Компания деликатно замолчала.
– А что, похоже? – спросил я.
– Похоже, похоже, – обрадовал меня Ахметьев.
– Ты какой-нибудь смешной текст выдай, – предложил Топилин. – Сымпровизируй по текущему моменту. Помнишь, Саша Гомельский рассказывал, как этот М. А. запретил им играть с Тайванем, мол, такой страны нет, и наши остались без золотых медалей.
– Сымпровизировать за него я ничего не смогу, – заявил я. – Не выходит. Могу прочитать лишь серьезный текст.
– Тогда и хватит, – сказал Капустин. – Серега, разливай!
– И давайте выпьем за здоровье дорогого Михаила Андреевича! – встал и поднял граненый стакан Чашкин.
– Я не буду пить за этого идиота! – резко сказал Ахметьев.
– Каждый пьет за что хочет и за кого хочет, – обратился я к Чашкину, словно бы желая успокоить его.
– Ну как же это, как же! – возмущался Чашкин, взглядывая при этом на Глеба Аскольдовича как на изменника и клеветника.

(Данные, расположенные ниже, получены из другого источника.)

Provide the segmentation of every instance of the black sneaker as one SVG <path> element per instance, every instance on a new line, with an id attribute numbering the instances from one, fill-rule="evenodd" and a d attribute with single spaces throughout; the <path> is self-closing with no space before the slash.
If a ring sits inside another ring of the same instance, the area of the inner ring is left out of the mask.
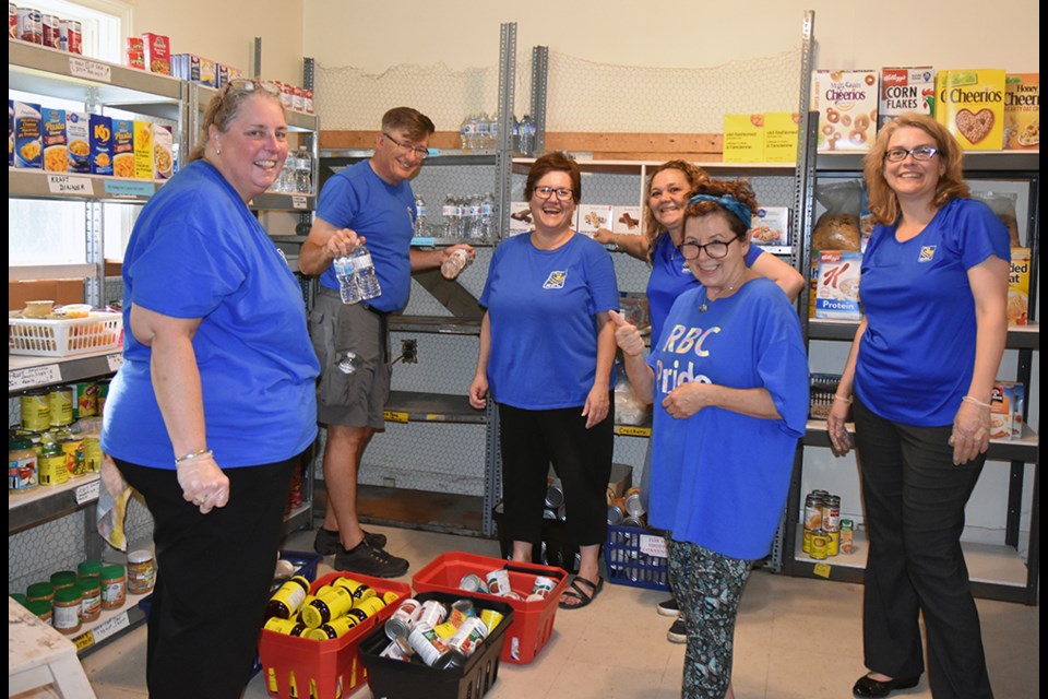
<path id="1" fill-rule="evenodd" d="M 365 532 L 364 540 L 374 548 L 385 547 L 385 534 L 376 534 Z M 338 532 L 332 532 L 323 526 L 317 530 L 317 537 L 313 540 L 313 550 L 321 556 L 331 556 L 342 550 L 342 541 L 338 538 Z"/>
<path id="2" fill-rule="evenodd" d="M 677 606 L 677 597 L 663 600 L 655 605 L 655 608 L 662 616 L 680 616 L 680 607 Z"/>
<path id="3" fill-rule="evenodd" d="M 371 546 L 367 540 L 352 550 L 335 554 L 335 570 L 359 572 L 373 578 L 400 578 L 407 572 L 409 564 L 404 558 L 392 556 L 384 548 Z"/>
<path id="4" fill-rule="evenodd" d="M 678 616 L 674 625 L 666 631 L 666 640 L 670 643 L 687 643 L 688 627 L 684 626 L 684 617 Z"/>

– Дядя Сеня, а отколи нам какую-нибудь «Розамунду»! – попросил Серега Топилин.
И дядя Сеня, видно, что очень обеспокоенный ходом застолья, не дожидаясь уговоров, заиграл «Розамунду», да так, что нам следовало бы скакать и кувыркаться. Я был тяжел, но все же соображал, что Ахметьев доносил рюмки до рта куда чаще, нежели я, возможно, у него, человека уравновешенного и трезвого, были нынче причины напиться. Он явно хотел сказать мне нечто, я же краем глаза наблюдал за Чашкиным, что-то внушавшим – страстно и в напряжении чувств – Топилину и Капустину. Ахметьев намерен был открыть рот, но я опередил его: «Слушай, у тебя щека чем-то испачкана, пойдем на кухню к умывальнику…» Водопроводный кран в квартире был единственный, тут мы по очереди умывались и брали воду для всяческих нужд. Ахметьев ополоснул лицо и схватил меня за руку: «Нет! Пить за этого идиота! За его здоровье! Да я бы его собственными руками придавил как собаку, этого маразматика, этого скопца и лицемера! Но я не таким создан! Да и что бы изменилось, если бы он сгинул? Таких еще сто миллионов!» Я пытался успокоить Ахметьева, уговорить его прекратить нести всякую чушь, тем более что он не имеет слушателей, я, например, ничего не понимаю, о чем и о ком он высказывается, а потому и не вникаю в его болтовню. Было желание сунуть голову Ахметьева под кран (вода у нас, естественно, шла холодная), но я посчитал, что не стоит оживлять оратора, а следует усадить его в кресло, пусть лучше Ахметьев подремлет, а если заснет, то и переночует у меня. Я отодвинул кресло подалее от не оскудевшего еще стола, объяснил Чашкину со значением: «Это он дурака валяет. Ему позволено», отвел Ахметьева к креслу, и тот, послушный, и впрямь задремал.